Lecturer in Anthropology
Department of Anthropology
University of Sydney
Luis was born in a village of La Mancha in Spain. After graduating from the University of Granada in Political Science and holding an Erasmus studentship at University College Cork, he completed an MPhil in Folklore and Ethnology there, with a dissertation on the flamenco tradition. His PhD in Social Anthropology at Queen’s University Belfast examined the relations between the Venezuelan state and indigenous peoples in the context of the Bolivarian political process. After obtaining his PhD in 2006 he returned to Venezuela and worked for five years at the Bolivarian University in Ciudad Bolívar, while also conducting further research in the country. In January 2012 he took up a lectureship at the University of Sydney shared between the Departments of Anthropology, and Spanish and Latin American Studies.

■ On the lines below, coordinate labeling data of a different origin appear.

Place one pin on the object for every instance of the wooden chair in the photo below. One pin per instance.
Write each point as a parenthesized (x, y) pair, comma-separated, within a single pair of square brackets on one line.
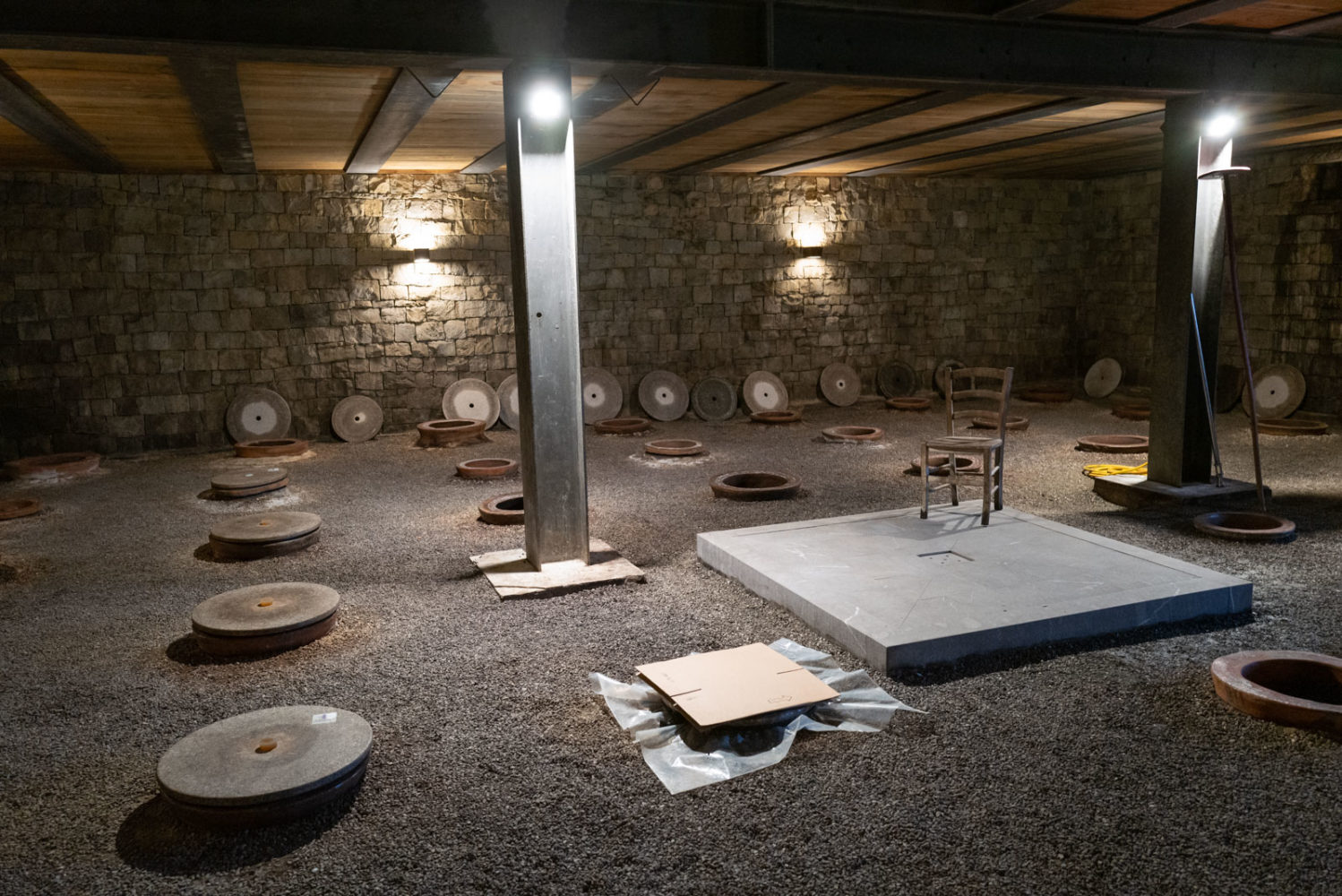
[(988, 448)]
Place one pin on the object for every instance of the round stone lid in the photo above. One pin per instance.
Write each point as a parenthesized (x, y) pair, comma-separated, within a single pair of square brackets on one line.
[(264, 755), (261, 529), (264, 609)]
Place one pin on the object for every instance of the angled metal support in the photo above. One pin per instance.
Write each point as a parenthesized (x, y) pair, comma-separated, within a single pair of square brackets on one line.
[(878, 116), (1189, 261), (406, 104), (542, 213), (745, 108), (29, 110), (1096, 127), (973, 126), (211, 86), (611, 90)]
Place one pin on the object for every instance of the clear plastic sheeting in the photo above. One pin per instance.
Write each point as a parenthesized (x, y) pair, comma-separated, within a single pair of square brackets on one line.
[(684, 758)]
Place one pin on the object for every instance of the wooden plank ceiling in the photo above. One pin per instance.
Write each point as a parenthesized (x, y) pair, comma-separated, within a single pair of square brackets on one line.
[(142, 113)]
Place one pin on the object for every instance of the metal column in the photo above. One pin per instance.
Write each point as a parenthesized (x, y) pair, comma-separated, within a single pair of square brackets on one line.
[(1189, 261), (545, 312)]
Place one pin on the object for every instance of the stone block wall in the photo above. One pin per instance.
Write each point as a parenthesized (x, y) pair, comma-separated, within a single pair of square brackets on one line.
[(133, 307), (1288, 228)]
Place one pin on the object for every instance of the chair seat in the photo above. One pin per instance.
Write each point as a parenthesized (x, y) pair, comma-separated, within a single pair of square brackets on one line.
[(964, 443)]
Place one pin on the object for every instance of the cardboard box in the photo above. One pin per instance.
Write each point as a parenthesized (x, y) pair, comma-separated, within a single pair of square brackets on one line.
[(729, 685)]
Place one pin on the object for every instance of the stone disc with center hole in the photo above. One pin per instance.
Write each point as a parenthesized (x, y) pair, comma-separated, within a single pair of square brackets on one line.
[(895, 378), (663, 396), (510, 408), (714, 399), (840, 385), (356, 418), (264, 757), (471, 400), (262, 529), (938, 375), (1279, 389), (1115, 444), (16, 507), (264, 609), (258, 413), (764, 392), (601, 396), (1104, 377)]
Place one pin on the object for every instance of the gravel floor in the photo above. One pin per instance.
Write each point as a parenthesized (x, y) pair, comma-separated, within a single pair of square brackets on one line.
[(1106, 766)]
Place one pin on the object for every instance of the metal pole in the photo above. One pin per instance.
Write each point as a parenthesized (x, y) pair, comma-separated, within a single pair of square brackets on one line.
[(1207, 393), (542, 215), (1244, 340)]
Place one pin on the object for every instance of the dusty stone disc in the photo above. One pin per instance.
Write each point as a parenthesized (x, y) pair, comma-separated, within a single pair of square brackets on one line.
[(988, 420), (754, 485), (510, 408), (264, 758), (938, 375), (503, 510), (674, 447), (840, 383), (256, 413), (623, 426), (270, 448), (601, 396), (1245, 526), (663, 396), (263, 529), (895, 378), (1279, 389), (1293, 426), (471, 400), (485, 467), (776, 416), (264, 609), (714, 399), (46, 466), (356, 418), (1115, 444), (1104, 377), (235, 479), (764, 392), (16, 507), (1229, 386)]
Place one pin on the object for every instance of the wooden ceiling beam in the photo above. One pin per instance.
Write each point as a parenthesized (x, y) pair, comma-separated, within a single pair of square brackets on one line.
[(1082, 130), (878, 116), (729, 114), (1193, 13), (1309, 26), (32, 113), (972, 126), (611, 90), (407, 102), (211, 86)]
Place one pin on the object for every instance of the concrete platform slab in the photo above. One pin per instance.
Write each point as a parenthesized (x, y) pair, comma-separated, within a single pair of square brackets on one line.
[(512, 575), (902, 591)]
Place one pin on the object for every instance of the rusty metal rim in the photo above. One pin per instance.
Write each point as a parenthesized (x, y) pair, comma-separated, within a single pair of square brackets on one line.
[(1245, 526), (781, 486), (495, 513), (486, 467), (1234, 677)]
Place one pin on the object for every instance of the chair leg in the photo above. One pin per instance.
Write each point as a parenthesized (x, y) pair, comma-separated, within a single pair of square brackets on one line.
[(926, 483)]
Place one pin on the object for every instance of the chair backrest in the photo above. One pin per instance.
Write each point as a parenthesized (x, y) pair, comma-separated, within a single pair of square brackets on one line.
[(992, 383)]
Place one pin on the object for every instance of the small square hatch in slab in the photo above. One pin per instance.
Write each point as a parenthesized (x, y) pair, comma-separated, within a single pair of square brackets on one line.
[(727, 685)]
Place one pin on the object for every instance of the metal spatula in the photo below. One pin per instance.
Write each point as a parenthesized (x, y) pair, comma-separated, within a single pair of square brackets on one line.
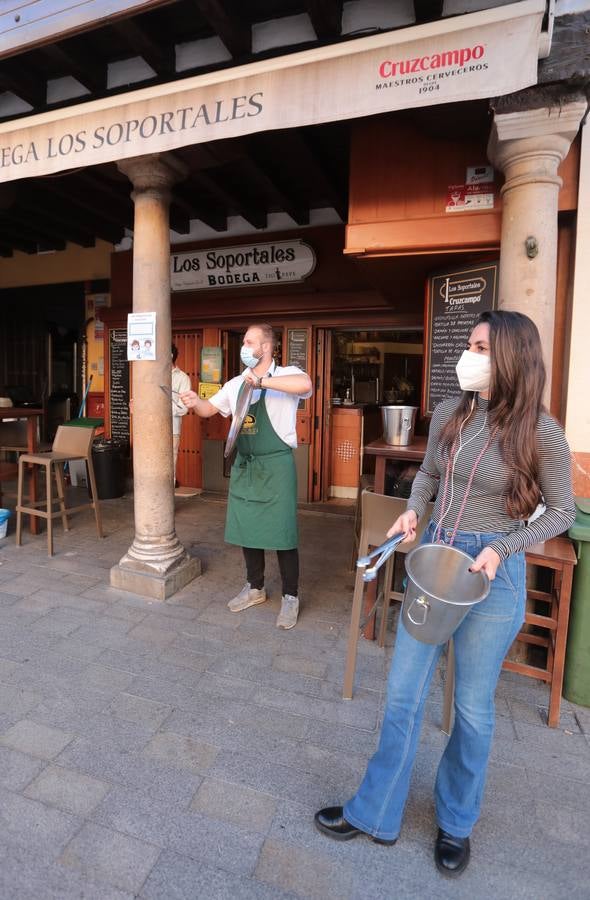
[(242, 407)]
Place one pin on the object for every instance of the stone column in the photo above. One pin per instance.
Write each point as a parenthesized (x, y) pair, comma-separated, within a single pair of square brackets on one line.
[(156, 565), (528, 147)]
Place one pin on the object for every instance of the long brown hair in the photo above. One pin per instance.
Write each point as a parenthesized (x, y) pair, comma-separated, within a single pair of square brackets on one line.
[(515, 403)]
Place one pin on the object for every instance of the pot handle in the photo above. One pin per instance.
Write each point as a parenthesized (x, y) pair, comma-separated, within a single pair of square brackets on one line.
[(424, 605)]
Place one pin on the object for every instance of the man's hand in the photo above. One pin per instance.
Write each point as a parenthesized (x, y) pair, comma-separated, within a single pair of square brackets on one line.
[(488, 562), (406, 524), (250, 378), (190, 399)]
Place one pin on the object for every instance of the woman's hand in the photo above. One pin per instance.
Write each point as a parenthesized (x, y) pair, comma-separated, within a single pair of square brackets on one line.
[(488, 562), (405, 523)]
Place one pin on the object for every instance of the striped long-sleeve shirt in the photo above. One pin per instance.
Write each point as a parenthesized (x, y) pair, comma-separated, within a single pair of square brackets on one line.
[(485, 510)]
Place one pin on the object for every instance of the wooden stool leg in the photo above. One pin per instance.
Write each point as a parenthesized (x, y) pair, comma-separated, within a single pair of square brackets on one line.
[(389, 567), (59, 481), (353, 636), (449, 695), (49, 501), (19, 503), (565, 584), (95, 500)]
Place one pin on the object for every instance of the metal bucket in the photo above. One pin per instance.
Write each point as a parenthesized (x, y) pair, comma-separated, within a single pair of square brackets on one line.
[(398, 424), (440, 591)]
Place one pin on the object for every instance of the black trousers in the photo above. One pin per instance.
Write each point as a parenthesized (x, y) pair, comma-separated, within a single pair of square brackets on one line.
[(288, 565)]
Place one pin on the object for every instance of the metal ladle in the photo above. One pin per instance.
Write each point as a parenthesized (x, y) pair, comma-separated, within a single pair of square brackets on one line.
[(385, 551)]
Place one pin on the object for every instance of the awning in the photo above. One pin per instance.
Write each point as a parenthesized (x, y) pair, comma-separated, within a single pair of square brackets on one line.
[(485, 54)]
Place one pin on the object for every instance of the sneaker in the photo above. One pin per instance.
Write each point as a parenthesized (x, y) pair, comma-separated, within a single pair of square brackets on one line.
[(248, 596), (289, 611)]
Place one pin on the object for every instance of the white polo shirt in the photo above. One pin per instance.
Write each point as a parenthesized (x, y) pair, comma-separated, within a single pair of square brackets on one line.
[(281, 407)]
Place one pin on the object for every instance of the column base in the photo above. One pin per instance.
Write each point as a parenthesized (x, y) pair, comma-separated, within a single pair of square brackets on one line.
[(152, 584)]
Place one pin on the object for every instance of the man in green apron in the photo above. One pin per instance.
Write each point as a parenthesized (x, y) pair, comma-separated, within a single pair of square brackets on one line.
[(262, 503)]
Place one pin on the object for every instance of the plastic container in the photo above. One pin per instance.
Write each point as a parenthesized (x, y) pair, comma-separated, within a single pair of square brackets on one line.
[(109, 468), (576, 683), (398, 424)]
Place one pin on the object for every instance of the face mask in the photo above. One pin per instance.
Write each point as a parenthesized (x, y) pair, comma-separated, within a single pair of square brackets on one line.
[(248, 358), (474, 371)]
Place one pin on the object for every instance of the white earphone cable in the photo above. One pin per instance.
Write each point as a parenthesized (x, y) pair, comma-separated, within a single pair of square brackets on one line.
[(462, 445)]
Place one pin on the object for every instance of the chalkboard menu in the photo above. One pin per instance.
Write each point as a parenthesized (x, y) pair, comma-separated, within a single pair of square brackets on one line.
[(297, 351), (119, 384), (455, 299)]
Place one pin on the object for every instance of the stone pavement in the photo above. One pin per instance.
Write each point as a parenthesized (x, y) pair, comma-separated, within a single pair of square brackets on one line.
[(177, 751)]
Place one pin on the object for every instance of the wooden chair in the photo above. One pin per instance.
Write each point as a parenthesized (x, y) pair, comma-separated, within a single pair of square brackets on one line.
[(69, 443), (378, 512), (559, 557), (8, 472)]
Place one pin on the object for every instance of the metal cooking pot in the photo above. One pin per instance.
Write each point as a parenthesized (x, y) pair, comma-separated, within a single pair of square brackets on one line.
[(440, 591), (398, 424)]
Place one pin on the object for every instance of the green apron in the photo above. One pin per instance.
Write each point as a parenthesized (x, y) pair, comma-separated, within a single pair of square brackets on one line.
[(262, 506)]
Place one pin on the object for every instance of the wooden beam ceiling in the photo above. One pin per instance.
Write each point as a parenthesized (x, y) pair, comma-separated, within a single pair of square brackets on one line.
[(326, 17), (223, 19)]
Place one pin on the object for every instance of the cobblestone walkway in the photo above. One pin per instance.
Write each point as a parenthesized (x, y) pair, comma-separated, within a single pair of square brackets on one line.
[(178, 751)]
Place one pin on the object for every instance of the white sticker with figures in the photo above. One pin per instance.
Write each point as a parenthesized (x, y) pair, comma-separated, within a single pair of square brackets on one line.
[(141, 336)]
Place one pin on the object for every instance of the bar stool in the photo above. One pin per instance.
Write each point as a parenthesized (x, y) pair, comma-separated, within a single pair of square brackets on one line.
[(378, 512), (69, 444), (559, 557)]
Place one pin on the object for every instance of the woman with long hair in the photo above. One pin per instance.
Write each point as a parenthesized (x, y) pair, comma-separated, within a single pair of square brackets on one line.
[(492, 458)]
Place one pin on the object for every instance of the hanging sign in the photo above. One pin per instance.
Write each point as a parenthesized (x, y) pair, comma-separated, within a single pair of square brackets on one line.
[(455, 299), (242, 266), (141, 336), (480, 55)]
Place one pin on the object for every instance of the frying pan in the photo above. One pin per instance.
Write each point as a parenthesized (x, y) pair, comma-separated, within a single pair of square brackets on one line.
[(242, 406)]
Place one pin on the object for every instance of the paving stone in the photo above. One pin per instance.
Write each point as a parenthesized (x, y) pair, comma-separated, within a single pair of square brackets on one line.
[(132, 769), (236, 804), (23, 876), (344, 738), (182, 752), (344, 712), (158, 821), (220, 686), (552, 739), (35, 826), (152, 634), (68, 790), (307, 874), (7, 668), (105, 679), (73, 648), (176, 877), (17, 769), (268, 777), (139, 710), (300, 665), (61, 622), (118, 859), (36, 739)]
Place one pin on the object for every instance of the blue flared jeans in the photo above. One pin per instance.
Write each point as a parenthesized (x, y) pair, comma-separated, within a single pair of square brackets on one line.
[(481, 643)]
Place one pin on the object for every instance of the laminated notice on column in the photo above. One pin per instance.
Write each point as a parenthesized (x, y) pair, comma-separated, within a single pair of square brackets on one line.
[(119, 385), (454, 301)]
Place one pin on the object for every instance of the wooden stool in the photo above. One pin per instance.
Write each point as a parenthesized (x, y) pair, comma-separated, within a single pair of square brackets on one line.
[(559, 557), (70, 443), (378, 513)]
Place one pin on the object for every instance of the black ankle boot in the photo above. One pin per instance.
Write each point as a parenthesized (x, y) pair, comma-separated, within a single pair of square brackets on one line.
[(331, 821), (451, 854)]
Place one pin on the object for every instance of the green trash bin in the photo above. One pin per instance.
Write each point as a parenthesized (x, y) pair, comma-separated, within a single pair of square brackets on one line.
[(576, 683)]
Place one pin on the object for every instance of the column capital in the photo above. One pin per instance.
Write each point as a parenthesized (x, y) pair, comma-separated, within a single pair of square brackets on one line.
[(154, 173), (529, 145)]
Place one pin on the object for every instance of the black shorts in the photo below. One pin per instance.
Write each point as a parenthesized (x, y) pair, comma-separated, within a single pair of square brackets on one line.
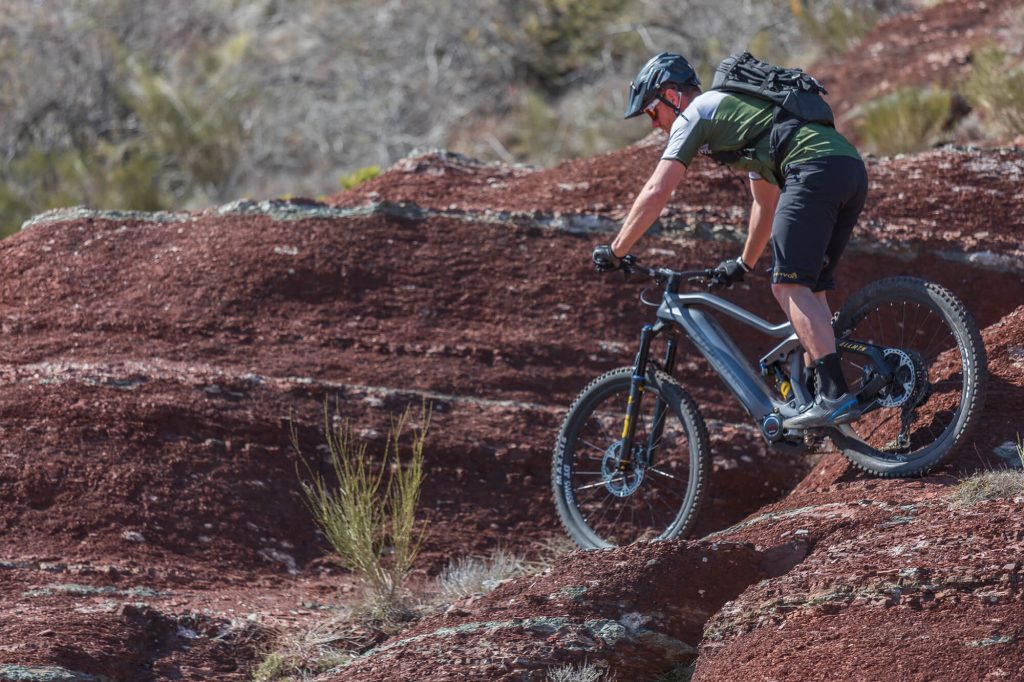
[(816, 212)]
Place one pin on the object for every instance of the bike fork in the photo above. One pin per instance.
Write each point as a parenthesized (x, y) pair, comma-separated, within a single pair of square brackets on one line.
[(637, 385)]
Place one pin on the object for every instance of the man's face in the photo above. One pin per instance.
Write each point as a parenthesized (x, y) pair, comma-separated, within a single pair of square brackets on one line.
[(660, 114)]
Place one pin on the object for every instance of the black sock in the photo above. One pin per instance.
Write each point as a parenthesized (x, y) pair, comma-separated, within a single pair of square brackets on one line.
[(832, 383), (807, 376)]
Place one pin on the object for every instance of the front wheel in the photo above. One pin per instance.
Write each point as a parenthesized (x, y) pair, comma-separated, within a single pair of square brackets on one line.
[(607, 498), (939, 364)]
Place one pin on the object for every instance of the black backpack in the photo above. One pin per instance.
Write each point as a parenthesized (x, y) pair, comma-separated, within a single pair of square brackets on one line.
[(797, 97)]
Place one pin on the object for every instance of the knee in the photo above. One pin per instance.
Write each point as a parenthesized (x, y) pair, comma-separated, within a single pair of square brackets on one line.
[(783, 292)]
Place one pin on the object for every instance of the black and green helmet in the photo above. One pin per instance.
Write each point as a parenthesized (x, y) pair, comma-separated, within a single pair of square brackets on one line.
[(665, 69)]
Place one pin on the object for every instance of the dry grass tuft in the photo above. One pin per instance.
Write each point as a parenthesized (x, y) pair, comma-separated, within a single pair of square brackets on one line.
[(995, 484), (585, 672), (467, 576)]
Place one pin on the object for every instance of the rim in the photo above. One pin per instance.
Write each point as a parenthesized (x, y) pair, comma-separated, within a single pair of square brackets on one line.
[(616, 500)]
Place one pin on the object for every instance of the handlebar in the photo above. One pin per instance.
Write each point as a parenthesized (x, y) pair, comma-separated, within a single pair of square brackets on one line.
[(631, 265)]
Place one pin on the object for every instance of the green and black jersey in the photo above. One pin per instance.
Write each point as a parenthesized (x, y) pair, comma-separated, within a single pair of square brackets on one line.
[(718, 121)]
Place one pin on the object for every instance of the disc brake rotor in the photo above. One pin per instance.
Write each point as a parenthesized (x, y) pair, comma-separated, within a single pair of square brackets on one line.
[(622, 478), (904, 379)]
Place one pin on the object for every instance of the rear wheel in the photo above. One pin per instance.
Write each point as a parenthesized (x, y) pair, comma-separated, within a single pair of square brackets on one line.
[(607, 498), (936, 353)]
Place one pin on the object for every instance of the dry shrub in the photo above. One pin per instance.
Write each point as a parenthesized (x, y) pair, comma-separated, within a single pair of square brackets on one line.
[(992, 484), (995, 87), (586, 672), (467, 576)]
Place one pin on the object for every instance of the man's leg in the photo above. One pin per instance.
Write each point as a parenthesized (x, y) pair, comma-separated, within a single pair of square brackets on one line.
[(810, 316)]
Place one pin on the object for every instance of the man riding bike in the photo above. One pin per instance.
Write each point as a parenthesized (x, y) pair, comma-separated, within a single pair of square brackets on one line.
[(808, 222)]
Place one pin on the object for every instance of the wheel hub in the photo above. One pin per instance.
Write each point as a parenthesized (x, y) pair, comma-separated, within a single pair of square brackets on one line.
[(622, 477), (904, 381)]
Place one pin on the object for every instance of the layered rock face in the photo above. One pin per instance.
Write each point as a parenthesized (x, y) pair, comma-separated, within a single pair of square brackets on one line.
[(153, 525)]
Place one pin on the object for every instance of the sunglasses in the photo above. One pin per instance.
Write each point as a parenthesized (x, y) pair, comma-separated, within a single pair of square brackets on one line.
[(651, 109)]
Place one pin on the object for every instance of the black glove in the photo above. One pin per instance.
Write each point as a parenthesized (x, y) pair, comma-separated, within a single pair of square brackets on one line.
[(604, 260), (730, 271)]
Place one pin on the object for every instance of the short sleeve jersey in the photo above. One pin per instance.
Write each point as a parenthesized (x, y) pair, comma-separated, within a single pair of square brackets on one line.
[(717, 121)]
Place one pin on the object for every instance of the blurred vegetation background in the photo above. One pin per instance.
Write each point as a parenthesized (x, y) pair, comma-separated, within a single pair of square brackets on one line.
[(136, 104)]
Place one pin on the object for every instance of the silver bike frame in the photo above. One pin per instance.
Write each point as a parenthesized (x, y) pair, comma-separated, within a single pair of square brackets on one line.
[(723, 354)]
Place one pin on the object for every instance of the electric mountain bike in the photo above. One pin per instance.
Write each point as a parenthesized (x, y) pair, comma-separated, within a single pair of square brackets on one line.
[(632, 459)]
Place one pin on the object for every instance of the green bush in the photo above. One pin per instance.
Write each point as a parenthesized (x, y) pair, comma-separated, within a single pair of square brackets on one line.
[(370, 522), (834, 26), (995, 87), (358, 176), (555, 39), (176, 142), (906, 121)]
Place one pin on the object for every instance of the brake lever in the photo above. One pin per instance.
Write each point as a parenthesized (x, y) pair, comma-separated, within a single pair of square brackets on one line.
[(626, 265)]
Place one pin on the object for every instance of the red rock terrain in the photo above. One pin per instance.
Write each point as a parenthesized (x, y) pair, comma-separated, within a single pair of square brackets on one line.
[(153, 526)]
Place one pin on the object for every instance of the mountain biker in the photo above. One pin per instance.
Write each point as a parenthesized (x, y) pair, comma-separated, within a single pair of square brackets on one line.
[(808, 221)]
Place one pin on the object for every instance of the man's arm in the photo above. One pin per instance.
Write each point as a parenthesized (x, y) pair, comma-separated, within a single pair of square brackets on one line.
[(762, 213), (648, 205)]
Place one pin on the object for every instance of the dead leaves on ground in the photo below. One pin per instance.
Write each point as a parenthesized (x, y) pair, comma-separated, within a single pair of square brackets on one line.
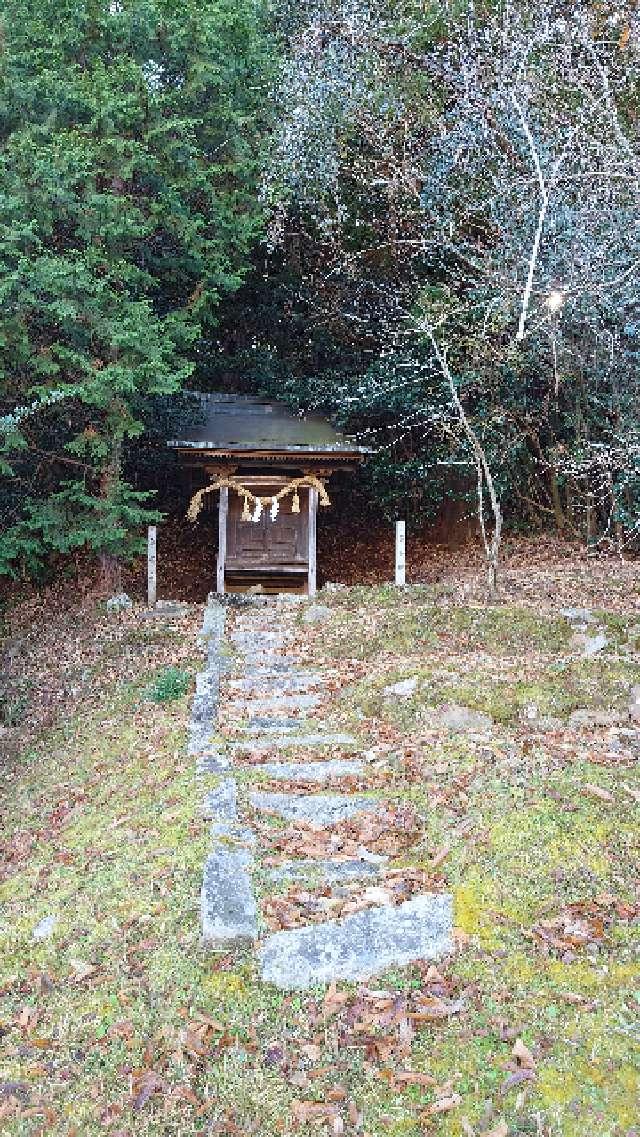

Freelance Digital Producer
Managing Director of Elismedia
Elisabetta graduated in July 2011 with a PhD in Social Anthropology (Irish Studies) with a thesis on the politics of memorialisation in contemporary Northern Ireland, focusing, in particular, on memorials to the casualties of the Troubles in the city of Belfast. She's currently working as a digital and video producer for some of London best advertising agencies. In 2012, she also established her own marketing agency: Elismedia (www.elismedia.co.uk). In her spare time, she is working on publishing her PhD dissertation as an academic monograph.